Faculty Spotlight: Mark Canney

Mark Canney
Mark Canney
November 10, 2020

About Mark 

I have spent most of my life in Lincoln having moved here when I was three years old from Madison, South Dakota. I attended May Morley for grade school, East Jr. & Sr. Highschool and graduated from UNL with a bachelor’s degree double majoring in English and Psychology. After a few years in the insurance business, I attended Kansas State University to work on a master's degree in Landscape Architecture. I have spent 19 years working for the Lincoln Parks & Recreation Department as a planner and have had the pleasure of working on some of Lincoln's iconic public spaces including the Sunken Gardens, the Hamann Rose Garden, the Rotary Strolling Garden and numerous other parks and playgrounds. I left that job in 2019 to pursue other interests and have found myself very fortunate to work at UNL.

What is your position at the University of Nebraska-Lincoln?

I am an adjunct instructor at UNL in the Department of Agronomy and Horticulture. This will be my third year of teaching introduction to graphics and introduction to landscape design.

What drew you to the University of Nebraska-Lincoln?

Kim Todd has been a major mentor and influence in my professional life. I have admired her contributions to the city and especially the campus of UNL. She, along with Rich and Luann Finke, were pioneers in mixing perennials and grasses into the landscape. They have also been integral to using natives in the landscape for not just the aesthetics but the sustainability and habitat they provide for almost three decades, way before it became trendy. Kim, along with the late and great Bud Dasenbrock, really transformed the campus into the notable landscapes that they are today. The campuses continue to thrive because of the groundwork they laid and the ongoing work of campus landscape architect Emily Casper and landscape services Eileen Bergt, Jeff Culbertson and staff.  

What aspect of working in an education setting do you enjoy the most?

My favorite part of working in the educational setting is the interaction with the students. I come from a legacy of teachers, including my grandmother Cora Canney and my mother Lou Canney, both teachers. However, I had no interest or plans to ever follow in their footsteps. Both were remarkable women and continue to inspire me when it comes to the classroom. Meeting students from throughout the state and even country is always fascinating and helping them work on their skills and find direction is extremely satisfying, especially as someone that has always struggled a bit with the big question, "What do you want to do in life?”
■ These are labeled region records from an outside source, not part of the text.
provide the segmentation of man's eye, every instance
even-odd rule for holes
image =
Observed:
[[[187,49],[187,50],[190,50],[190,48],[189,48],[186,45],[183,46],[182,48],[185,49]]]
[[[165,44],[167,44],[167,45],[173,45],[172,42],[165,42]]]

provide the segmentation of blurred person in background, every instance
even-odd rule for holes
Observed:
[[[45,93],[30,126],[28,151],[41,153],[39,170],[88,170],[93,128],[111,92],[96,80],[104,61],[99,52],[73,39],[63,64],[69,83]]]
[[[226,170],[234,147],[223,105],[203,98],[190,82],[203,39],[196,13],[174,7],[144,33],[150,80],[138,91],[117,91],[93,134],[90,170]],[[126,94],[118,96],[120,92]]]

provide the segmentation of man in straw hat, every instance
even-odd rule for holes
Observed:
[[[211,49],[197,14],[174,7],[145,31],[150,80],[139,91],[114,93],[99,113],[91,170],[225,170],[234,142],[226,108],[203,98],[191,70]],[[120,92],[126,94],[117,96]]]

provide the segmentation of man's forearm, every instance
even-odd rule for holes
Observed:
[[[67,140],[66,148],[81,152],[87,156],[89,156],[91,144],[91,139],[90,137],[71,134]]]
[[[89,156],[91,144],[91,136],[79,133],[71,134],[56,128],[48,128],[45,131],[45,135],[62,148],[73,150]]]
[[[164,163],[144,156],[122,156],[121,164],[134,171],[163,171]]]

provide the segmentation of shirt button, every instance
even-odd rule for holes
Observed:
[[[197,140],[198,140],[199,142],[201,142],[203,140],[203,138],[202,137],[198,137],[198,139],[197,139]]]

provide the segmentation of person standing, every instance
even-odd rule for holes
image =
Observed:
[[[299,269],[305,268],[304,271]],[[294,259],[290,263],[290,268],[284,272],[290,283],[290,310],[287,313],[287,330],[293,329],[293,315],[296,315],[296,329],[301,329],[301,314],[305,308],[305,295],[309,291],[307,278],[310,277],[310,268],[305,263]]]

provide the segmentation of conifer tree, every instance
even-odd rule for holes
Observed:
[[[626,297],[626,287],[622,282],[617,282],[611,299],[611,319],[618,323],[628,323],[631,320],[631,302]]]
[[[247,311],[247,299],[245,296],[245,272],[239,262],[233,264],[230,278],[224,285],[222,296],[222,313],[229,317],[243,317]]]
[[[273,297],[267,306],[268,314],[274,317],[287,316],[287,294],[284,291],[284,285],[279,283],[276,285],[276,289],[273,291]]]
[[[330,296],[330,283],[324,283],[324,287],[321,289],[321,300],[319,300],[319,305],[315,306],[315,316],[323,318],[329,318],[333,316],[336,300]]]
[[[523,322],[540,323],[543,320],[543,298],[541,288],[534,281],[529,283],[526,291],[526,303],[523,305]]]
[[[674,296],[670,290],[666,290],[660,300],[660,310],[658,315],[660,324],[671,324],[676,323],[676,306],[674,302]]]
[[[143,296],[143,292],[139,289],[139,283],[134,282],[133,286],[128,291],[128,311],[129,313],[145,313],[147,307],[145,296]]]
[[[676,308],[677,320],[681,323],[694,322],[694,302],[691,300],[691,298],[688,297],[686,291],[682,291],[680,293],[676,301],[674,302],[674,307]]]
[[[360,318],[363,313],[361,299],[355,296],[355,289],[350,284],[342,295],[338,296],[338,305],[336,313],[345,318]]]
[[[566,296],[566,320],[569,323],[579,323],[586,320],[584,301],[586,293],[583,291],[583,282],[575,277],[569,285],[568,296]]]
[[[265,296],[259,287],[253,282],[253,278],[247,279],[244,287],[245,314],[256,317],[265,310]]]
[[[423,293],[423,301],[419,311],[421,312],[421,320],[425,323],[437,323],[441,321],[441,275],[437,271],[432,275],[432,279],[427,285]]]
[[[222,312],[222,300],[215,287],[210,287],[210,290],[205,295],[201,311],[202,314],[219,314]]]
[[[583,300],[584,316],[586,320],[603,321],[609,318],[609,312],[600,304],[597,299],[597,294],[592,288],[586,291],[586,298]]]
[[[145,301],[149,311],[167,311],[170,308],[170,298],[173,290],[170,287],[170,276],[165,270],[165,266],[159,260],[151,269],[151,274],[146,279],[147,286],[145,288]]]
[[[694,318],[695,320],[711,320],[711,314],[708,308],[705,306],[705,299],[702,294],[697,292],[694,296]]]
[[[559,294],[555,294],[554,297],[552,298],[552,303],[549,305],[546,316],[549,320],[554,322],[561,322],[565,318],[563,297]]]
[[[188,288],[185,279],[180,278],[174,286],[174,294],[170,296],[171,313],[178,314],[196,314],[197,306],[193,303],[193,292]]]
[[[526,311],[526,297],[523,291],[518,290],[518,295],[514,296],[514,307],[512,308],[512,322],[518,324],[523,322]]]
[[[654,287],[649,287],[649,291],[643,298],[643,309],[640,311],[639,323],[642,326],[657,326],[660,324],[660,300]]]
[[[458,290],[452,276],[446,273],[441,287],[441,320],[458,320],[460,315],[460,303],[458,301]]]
What do you consider your greatest achievement?

My greatest achievement so far would be the work I have done while at the Lincoln Parks Department. One project in particular I was lucky enough to have designed was the Hamann Rose Garden. Working on every aspect from the concept through the installation was very satisfying. It was fun and meaningful to develop a public space and create the details - pavement, design of the tiles, fountain, the benches all the way through the planting design. A highlight was working on the "Joy" Fountain which my father, to the surprise of my mother, had dedicated to her. It was a very personal project and I am grateful to Lynn Johnson, JJ Yost, Public Gardens Staff, and the Parks Foundation for the opportunity to have been involved. 

What is something that most people don’t know about you?

Something that people don't know about me is that I play the guitar and piano. I was "forced” to learn the piano as a child as were my siblings, kicking and screaming the whole way. However, as an adult I have a new appreciation and love the creative outlet music allows, both in writing and composing it. There is so much great music out there and understanding the beauty of the melody and lyrics together is one of my favorite ways to relax. In some ways it is like creating a garden. Perhaps that is the overlap for me but without the pressure to satisfy anyone other than myself. 

What is your life like outside of work?

My life outside of work is busy. Pre-corona, I loved to travel. I have a sister in Oregon and a brother in Scotland. Those trips never get tiresome. Last time in Scotland my brother made arrangements to fly to Prague, which is still one of my favorite cities. I also go to California often because a good support system of friends resides there and there is always plenty to do.  Time and effort go into my mid-century modern house as the projects are never ending both interior and exterior, which includes almost a half-acre of landscape. I am also a big advocate of pet adoption and have three dachshunds that have been rescued (Cooper, Mojo, Carter) and an orange cat, known as Orange Kat, who is a neighborhood cat that actually adopted me. Photography remains a passion of mine and I spend many hours behind the lens of a camera.